Игорь взглянул на нее, как на чужую. Тоже нашлась проповедница! Лезет в душу, будто у самой все гладко.
Ирина стояла молча, словно совсем забыла о его существовании.
Ее отношения с Савеловым, говоря откровенно, уже давно перестали доставлять ей одну только радость. Приходилось все время таиться, лгать, изворачиваться. Вначале это было незаметно.
Месяца полтора назад, уезжая с мужем на гастроли, Ирина надеялась, что эта вынужденная разлука с Игорем поможет ей начать новую, нормальную жизнь: чтобы было спокойно на душе и чистой оставалась совесть. Но часть труппы вернулась в Ченск раньше, Ирина приехала тоже и как-то неожиданно для самой себя в тот же вечер позвонила Савелову — пригласила к себе на квартиру. Она не могла иначе, хотела только одного — скорее увидеть Игоря, услышать его голос. «И пусть это будет в последний раз!» — сказала она себе.
Но потом безрассудная настойчивость Савелова снова и снова обезоруживала ее. В прошлую среду, под вечер, он пришел к ней тихий, странный, вынул из кармана помятый букетик фиалок… И вот все эти дни после работы приходит к ней, и все остается между ними, как прежде…
В комнате вдруг стало тихо. Игорь, наконец, дал передышку расстроенному инструменту.

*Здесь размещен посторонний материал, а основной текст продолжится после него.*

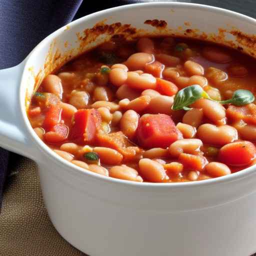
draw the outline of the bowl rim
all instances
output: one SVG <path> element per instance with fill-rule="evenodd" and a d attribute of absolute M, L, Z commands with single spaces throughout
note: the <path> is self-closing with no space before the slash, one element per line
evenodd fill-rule
<path fill-rule="evenodd" d="M 184 8 L 201 10 L 206 10 L 208 12 L 218 12 L 220 14 L 224 14 L 226 16 L 232 16 L 236 19 L 242 20 L 244 21 L 246 20 L 248 22 L 250 22 L 250 23 L 254 23 L 254 24 L 256 25 L 256 20 L 235 12 L 204 4 L 177 2 L 154 2 L 126 4 L 100 10 L 76 20 L 74 20 L 56 30 L 49 36 L 48 36 L 47 37 L 44 38 L 32 50 L 32 51 L 26 58 L 26 63 L 24 68 L 22 74 L 20 82 L 19 88 L 19 102 L 18 104 L 22 112 L 22 121 L 25 124 L 25 132 L 26 132 L 26 134 L 28 136 L 29 138 L 31 139 L 32 142 L 35 142 L 36 143 L 34 142 L 35 146 L 37 148 L 38 150 L 44 152 L 45 155 L 45 157 L 50 158 L 50 160 L 54 162 L 56 165 L 62 166 L 64 168 L 63 168 L 63 170 L 62 170 L 62 171 L 64 171 L 64 170 L 65 170 L 66 172 L 68 172 L 70 175 L 79 176 L 82 178 L 83 178 L 84 177 L 86 177 L 86 176 L 89 176 L 90 178 L 94 178 L 94 180 L 101 180 L 102 182 L 106 182 L 111 184 L 114 184 L 115 185 L 122 184 L 123 186 L 141 188 L 144 188 L 156 187 L 160 188 L 188 188 L 198 186 L 202 187 L 204 186 L 208 186 L 209 185 L 214 185 L 223 183 L 230 183 L 232 182 L 235 182 L 242 179 L 244 179 L 248 176 L 251 176 L 254 174 L 254 172 L 255 170 L 256 167 L 254 166 L 249 166 L 244 170 L 226 176 L 194 182 L 168 183 L 154 183 L 150 182 L 140 182 L 113 178 L 112 177 L 99 174 L 98 174 L 93 172 L 90 170 L 82 168 L 76 166 L 74 164 L 72 164 L 70 162 L 65 160 L 64 159 L 58 156 L 54 152 L 53 150 L 49 148 L 46 144 L 44 144 L 39 138 L 39 137 L 38 137 L 36 132 L 34 131 L 33 128 L 30 124 L 28 118 L 25 106 L 24 104 L 24 99 L 22 98 L 22 96 L 24 94 L 22 93 L 22 89 L 24 88 L 24 86 L 26 88 L 25 85 L 24 84 L 26 84 L 24 82 L 24 81 L 26 80 L 24 78 L 26 78 L 24 70 L 27 70 L 28 68 L 28 66 L 29 62 L 28 62 L 28 60 L 30 59 L 30 58 L 32 56 L 35 52 L 40 50 L 40 49 L 44 46 L 44 44 L 46 42 L 52 42 L 53 38 L 54 38 L 58 36 L 58 35 L 64 32 L 64 28 L 66 28 L 67 26 L 68 26 L 70 28 L 70 30 L 71 30 L 73 26 L 81 23 L 86 23 L 86 20 L 92 17 L 100 17 L 101 16 L 102 14 L 108 14 L 112 12 L 113 11 L 116 11 L 119 10 L 126 10 L 128 9 L 136 8 L 138 7 L 142 8 L 144 6 L 152 8 L 159 6 L 164 6 L 166 8 Z M 76 172 L 72 172 L 72 170 L 76 170 Z"/>

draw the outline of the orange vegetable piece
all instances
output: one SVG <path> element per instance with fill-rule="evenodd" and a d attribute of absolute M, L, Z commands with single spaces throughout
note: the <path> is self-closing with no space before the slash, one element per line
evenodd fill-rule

И тут же Ирина услышала за спиной обидчиво вопрошающий басок:
— Так тебе, говоришь, не по вкусу мои стишата?
— Видишь ли… — Она не хотела испытывать его самолюбия. — Я где-то читала… Всех людей по их отношению к жизни можно разделить на четыре категории: одни делают жизнь и улыбаются, вторые — делают, но не улыбаются, третьи — только и делают, что улыбаются, четвертые — и не делают и не улыбаются.
— А! Ерунда! — сказал Игорь. — Меня ты относишь, конечно, к четвертой категории? К бесполезным пессимистам?